Variety of programs, businesses
The center hosts several events during the year (including Juneteenth and Rhythm on the River), and its programs include:
- Camp Excel Leadership Academy
- Business incubator and business center
- Nonprofit cowork space
- Community meeting room
- United Way’s Born Learning Academy
- Cops ‘N’ Kids
- TMBC library
- Wealth management education series
The center has about 15 organizations that rent space, and they have included:
- Azubuike Arts
- LOVE Girls magazine
- G. Patton’s Art Studio
- Royal Drama Dance Academy
- I AM Productions
- Lives of Legacy
- Blessing Box
- Vine Ministries
- Youth Advocate Program
- Kinna’s House of Love
- Pena’s Boxing
- Melissa Wells Photography
“If they can for just a few hours, walk into a building and see people that look like them, ran by someone who looks like them, with businesses and nonprofits ran by people that look like them – we’re giving them hope,” Singleton said of local Black kids.
”Our mission is very simple – our mission is to empower and educate our youth, families and community through opportunity,” she said. “We are trying to address that gap, close that gap, and get everyone to start from the same starting line.
“And when that happens? You think about what a Black child, a Black person has to go through to start on the same starting line? They got grit, they have conflict resolution, figure-it-out skills,” Singleton concluded. “That’s all we’re trying to do at The Lincoln Center.”
Assistant director Avery Pearl said the center is the rare place you can go in the QC to embrace its rich Black culture and address the Black disparity in the QC.

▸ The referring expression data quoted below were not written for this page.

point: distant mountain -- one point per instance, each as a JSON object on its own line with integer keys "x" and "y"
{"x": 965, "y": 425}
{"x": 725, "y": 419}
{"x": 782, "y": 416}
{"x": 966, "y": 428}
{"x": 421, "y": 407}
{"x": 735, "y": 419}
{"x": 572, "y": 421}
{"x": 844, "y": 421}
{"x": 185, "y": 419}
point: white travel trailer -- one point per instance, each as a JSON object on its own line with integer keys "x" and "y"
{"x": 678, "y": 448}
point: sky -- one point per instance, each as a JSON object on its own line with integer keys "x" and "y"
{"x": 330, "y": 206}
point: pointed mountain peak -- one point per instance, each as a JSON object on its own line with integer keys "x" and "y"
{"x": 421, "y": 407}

He wanted to do something about the fact that 74% of youth in the Scott County Detention Center are African-American.
“We knew the problem, but we couldn’t address it specifically because it would make some people uncomfortable,” he said, noting he approached Singleton about it and she recommended he take the new job.

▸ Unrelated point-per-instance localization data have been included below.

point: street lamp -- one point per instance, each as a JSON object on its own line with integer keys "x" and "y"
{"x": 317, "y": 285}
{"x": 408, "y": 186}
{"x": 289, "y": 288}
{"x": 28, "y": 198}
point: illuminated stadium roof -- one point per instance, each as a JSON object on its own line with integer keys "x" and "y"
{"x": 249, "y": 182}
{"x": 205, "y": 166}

“It really was a match made in heaven,” Pearl said. “She was looking for an assistant director; I was looking to fulfill my purpose. We were able to do both.”
Among TMBC’s many programs is a free library, where people can borrow books, read in the library, and attend events there.
One group that used the building this summer was Camp Excel, and the center provided office support and space, Pearl said. The center has many partnerships and is looking for more, he said.
‘Best-kept secret’
Future priorities include building renovations, such as for the auditorium and restrooms; improving community awareness of free community services, and adding an elevator, Pearl said.
“This is our home and it’s a home of hope,” he said last week. “It was once an elementary school. We believe our community needs and deserves a state-of-the-art facility. We know it takes time; it takes resources; it takes collective action. But we’re dedicated to bringing it to our community.”
The center also wants to expand staff, Pearl said, to ensure sustainability long-term. “We also want to expand awareness of our center. We have a little joke we say to each other – that this is the best-kept secret in the Quad Cities.
“Well, today marks the day when it is no longer a secret,” he said. “We’re ready to bring the great work, the great people, the great community we’ve built, to the world, and show them that we’re ready for the future. And that means people understanding what programs we have, what we do here, but also getting feedback and becoming part of the work.”
This year, the center is starting an after-school program for area students and families, Pearl said. “Ensuring that they have a safe place they can call home, that one day they can send their children to,” he said. “We at TMBC know that together, we can address and resolve the disparities in our community, but it’s gonna require collective action.
“What we do is, we serve and maintain a bridge between the Black community and the non-Black community,” Pearl added. “I ask all of you to help us, together, strengthen that bridge and ensure that it’s here for generations.”